Day Fifteen
Fear is the enemy’s great weapon. Peace is our Savior’s great gift. The enemy sowed fear in Eve’s mind by lying to her. “Did God really tell you not to eat from any of the trees in this wonderful garden?” God had said no such thing, but notice how old hairy legs sowed doubt and fear in Eve’s mind. If she couldn’t trust her God and Father, then the paradise he provided for her becomes a sinister, dangerous place. It is that kind of fear—that there is no God, or that he is indifferent or angry with us, and that our lives are nothing more than random chemical reactions and blind physical forces. That is the enemy’s lie that has gained the ascendent in our own time, and that is why so many people are so fearful today.
The truth is that nature is beautifully ordered, and that God’s benevolence provides for us.

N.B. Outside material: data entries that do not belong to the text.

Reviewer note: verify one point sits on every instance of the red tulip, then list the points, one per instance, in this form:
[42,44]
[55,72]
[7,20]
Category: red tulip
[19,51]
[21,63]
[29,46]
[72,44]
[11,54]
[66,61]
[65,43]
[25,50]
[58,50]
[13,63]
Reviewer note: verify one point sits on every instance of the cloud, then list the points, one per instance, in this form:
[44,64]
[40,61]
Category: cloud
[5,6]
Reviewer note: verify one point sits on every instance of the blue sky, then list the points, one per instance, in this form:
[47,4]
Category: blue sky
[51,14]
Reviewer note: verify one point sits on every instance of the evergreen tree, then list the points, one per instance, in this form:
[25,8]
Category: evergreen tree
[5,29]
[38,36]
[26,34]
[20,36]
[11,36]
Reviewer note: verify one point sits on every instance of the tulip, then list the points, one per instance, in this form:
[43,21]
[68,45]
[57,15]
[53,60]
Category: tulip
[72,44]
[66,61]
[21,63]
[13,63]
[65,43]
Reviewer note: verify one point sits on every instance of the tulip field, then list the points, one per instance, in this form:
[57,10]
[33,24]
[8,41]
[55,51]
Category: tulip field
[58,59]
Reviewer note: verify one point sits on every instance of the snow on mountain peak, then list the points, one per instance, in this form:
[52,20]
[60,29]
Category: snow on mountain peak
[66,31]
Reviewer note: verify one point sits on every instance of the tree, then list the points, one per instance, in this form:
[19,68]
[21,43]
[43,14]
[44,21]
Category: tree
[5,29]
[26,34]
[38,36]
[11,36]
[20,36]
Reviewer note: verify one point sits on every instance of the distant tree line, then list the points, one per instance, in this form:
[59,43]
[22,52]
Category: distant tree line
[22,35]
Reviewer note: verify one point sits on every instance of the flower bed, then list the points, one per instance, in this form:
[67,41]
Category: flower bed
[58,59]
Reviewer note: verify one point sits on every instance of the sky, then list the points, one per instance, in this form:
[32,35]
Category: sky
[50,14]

Fear is the mark of the enemy, and peace is the mark of God. “Peace I leave with you” Jesus said just before going to his own agonizing death. “I give you peace even in the worst afflictions, because resurrection follows death as surely as day follows night.”
In today’s reading, Thérèse read the frightening obituary of Sr. Marie from Luçon, who offered herself as a victim soul to divine justice. Thérèse thanked God for people who could suffer like that, but at the same time she thought there was something imbalanced in Sr. Marie’s last words: “I don’t have enough merits, I must acquire more of them!” That smells like Pelagianism and Jansenism, among other errors. Thérèse knew that “all is grace” and that she was not “big enough” to bear the weight of divine justice. She would have to settle instead for divine mercy. “How GOOD is the Lord, his MERCY endures forever!” she wrote. “God would be feared by none …. And through love, not fear, no one would cause him any pain.” In the next few days, we will see how Thérèse, rather than becoming a victim soul to divine anger, consecrated herself to divine love.
Prayer
Come, Holy Spirit, fire of mercy. Fill me with Merciful Love so that, through it, I may see all of God’s perfections, including his justice, as clothed in love.